I’ve recently had the privilege of speaking on a few panels on the topic of finding meaningful work. Our audiences were current college students, and I think events such as these really give undergraduates a good feel for the many different, and undoubtably circuitous paths you can take after graduation. I’ve yet to be on a panel where a participant said that her life ended up exactly as she planned when she was twenty-two. Nearly everyone reports a wide range of experiences – and jobs – on the way to finding work they feel passionate about.
For most, life after college is a journey without a clear cut road map, no matter how hard you may try to plot one out. This is why I get a little concerned when people in their thirties and forties tell college students that their top priority is to figure out who they are and what they love to do. When undergraduates hear statements like this, they feel pressured to figure everything out right away, when the truth is that it’s impossible. All of the thoughtful self-assessments and career aptitude and personality tests in the world won’t give current students a crystal ball. At twenty or twenty-one, there’s just no way to know for sure what you’ll be happy doing for the rest of your life.
I tell undergraduates that the best thing they can do for themselves when preparing to enter the real world is to make an intelligent first step. After considering the type of work they enjoy doing now, the environment they feel most effective in now, and what they’ve learned in school, they should select a job that will teach them some of the general skills (interpersonal communication, writing, project management, etc.) that they’ll need to be do well on any path they decide to pursue in the future.
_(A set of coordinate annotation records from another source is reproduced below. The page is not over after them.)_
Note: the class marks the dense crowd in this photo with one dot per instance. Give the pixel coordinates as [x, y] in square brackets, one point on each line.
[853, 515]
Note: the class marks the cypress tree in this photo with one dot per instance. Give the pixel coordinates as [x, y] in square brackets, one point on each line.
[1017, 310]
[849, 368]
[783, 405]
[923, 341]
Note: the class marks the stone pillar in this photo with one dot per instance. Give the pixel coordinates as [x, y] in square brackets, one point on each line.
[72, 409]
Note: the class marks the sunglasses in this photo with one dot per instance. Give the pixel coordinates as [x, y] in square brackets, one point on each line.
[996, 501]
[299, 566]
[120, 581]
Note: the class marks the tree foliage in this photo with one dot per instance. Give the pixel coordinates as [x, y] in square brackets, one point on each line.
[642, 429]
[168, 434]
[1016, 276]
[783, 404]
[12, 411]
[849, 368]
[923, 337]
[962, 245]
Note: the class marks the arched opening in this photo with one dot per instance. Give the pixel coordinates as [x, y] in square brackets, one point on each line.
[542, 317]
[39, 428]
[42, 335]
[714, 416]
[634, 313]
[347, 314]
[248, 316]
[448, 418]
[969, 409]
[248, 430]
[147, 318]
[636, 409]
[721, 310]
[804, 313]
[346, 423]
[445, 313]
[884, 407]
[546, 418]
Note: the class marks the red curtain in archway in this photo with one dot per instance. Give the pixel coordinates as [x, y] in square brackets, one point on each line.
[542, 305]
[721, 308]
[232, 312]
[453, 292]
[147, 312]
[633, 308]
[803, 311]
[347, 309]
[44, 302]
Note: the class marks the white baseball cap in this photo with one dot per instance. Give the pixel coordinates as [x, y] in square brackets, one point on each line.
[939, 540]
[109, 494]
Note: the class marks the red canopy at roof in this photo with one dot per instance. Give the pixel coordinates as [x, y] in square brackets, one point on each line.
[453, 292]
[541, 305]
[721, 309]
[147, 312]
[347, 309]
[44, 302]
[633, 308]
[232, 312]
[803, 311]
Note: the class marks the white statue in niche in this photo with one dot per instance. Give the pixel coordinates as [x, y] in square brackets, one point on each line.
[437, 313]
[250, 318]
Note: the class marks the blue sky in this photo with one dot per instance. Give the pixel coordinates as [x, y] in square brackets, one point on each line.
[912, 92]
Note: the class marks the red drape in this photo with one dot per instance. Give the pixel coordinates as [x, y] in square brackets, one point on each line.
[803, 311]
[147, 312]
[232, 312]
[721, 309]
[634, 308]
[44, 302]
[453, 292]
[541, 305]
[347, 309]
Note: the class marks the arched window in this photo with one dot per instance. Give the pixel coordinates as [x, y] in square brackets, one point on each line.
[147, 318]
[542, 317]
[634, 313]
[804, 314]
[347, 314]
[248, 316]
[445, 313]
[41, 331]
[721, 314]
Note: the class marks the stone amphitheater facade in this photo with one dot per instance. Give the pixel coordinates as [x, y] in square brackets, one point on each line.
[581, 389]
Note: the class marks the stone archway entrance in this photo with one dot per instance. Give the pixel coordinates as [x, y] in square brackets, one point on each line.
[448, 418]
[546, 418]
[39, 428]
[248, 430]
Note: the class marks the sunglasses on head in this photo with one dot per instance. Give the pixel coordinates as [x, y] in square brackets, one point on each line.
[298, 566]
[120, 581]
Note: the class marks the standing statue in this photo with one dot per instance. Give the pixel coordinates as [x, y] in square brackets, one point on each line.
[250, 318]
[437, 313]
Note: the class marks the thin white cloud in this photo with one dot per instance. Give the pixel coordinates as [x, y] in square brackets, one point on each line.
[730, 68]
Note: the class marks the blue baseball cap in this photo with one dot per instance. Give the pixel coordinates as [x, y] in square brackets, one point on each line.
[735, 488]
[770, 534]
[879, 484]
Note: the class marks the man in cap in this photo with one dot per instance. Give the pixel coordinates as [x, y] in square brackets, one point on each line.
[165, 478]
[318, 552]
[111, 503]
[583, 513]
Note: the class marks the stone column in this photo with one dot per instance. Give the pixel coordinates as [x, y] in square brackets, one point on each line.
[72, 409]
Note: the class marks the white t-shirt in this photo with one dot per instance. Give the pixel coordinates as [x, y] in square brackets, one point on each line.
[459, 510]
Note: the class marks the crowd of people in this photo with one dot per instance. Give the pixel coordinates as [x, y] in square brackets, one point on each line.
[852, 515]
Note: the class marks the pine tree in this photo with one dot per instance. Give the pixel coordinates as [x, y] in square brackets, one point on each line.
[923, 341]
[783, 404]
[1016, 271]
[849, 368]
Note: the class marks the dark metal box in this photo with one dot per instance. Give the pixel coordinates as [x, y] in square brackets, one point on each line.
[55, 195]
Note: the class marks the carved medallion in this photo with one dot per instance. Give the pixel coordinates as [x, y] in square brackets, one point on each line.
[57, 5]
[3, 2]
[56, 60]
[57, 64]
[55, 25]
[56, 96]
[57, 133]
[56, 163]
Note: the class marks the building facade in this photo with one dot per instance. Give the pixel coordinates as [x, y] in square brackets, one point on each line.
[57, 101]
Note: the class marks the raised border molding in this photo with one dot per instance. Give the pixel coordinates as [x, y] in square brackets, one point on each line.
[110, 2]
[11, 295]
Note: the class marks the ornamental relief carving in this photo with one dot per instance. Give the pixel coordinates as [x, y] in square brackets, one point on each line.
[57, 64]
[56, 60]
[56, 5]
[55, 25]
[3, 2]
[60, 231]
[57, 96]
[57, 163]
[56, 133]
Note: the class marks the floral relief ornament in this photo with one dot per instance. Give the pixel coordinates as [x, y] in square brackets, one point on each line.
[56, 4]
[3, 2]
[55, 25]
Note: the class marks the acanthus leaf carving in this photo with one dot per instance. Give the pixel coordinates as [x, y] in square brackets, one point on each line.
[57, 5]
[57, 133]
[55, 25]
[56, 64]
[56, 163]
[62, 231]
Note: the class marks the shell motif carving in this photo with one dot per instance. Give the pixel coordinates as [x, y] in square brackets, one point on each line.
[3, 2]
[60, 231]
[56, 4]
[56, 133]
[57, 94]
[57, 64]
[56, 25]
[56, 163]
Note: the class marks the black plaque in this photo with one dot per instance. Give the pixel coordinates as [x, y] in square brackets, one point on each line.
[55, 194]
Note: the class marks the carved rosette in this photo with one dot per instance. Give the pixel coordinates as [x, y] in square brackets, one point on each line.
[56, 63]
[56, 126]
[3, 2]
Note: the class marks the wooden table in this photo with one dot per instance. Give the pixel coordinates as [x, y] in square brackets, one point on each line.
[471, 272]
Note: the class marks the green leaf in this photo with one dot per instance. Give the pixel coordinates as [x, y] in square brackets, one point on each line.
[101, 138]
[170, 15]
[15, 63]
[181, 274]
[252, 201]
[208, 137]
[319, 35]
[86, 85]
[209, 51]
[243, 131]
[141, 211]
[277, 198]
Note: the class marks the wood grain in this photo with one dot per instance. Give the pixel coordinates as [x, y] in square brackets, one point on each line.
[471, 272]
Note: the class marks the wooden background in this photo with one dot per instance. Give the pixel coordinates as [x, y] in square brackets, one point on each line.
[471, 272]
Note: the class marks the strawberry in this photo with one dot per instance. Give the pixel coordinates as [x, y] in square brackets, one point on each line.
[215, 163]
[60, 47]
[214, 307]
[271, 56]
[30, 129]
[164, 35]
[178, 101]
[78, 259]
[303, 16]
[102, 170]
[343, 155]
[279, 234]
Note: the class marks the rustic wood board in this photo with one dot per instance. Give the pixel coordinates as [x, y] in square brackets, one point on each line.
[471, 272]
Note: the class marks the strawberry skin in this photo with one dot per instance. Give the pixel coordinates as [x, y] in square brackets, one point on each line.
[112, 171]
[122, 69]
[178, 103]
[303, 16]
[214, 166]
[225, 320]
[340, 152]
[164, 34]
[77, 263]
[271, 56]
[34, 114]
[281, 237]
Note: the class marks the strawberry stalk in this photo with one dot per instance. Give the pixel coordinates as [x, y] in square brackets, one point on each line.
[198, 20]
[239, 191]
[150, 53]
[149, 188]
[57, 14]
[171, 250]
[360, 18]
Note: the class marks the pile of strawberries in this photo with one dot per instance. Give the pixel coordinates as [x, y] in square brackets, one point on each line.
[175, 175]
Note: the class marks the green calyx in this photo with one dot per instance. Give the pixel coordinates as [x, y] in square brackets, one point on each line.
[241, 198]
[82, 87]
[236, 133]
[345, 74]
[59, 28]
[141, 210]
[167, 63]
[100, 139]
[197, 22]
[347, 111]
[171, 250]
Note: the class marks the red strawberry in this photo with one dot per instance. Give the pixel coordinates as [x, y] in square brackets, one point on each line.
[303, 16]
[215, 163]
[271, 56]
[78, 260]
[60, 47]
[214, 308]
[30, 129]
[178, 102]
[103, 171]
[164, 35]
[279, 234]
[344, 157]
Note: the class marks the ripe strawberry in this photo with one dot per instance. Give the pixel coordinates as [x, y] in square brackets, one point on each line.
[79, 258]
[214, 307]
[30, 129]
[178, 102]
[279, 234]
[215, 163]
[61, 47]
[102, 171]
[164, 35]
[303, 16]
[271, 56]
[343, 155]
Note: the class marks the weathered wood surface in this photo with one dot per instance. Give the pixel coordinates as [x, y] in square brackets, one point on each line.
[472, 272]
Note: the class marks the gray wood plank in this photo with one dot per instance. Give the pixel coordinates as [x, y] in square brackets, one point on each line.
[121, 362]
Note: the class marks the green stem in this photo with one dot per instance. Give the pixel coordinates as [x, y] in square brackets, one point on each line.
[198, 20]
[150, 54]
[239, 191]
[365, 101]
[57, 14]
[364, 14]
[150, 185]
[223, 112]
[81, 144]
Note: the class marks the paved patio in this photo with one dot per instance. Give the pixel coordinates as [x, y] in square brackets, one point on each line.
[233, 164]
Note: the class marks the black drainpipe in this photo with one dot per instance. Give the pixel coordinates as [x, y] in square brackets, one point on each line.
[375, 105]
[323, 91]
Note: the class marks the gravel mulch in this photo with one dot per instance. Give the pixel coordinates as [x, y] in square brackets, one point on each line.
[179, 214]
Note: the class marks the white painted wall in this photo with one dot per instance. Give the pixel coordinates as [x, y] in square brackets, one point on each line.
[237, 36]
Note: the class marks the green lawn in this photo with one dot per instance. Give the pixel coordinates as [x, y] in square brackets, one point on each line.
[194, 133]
The first job is usually not the be all end all of career satisfaction. You need to work for a few years, grow into your adult self, maybe even get a few gray hairs, to determine what that is for you. None of my fellow panelists walked out of the graduation ceremony with a rock solid sense of who they were and what they wanted out of life. Neither will you, but you will eventually be just as successful, if you are willing to take things one step at a time.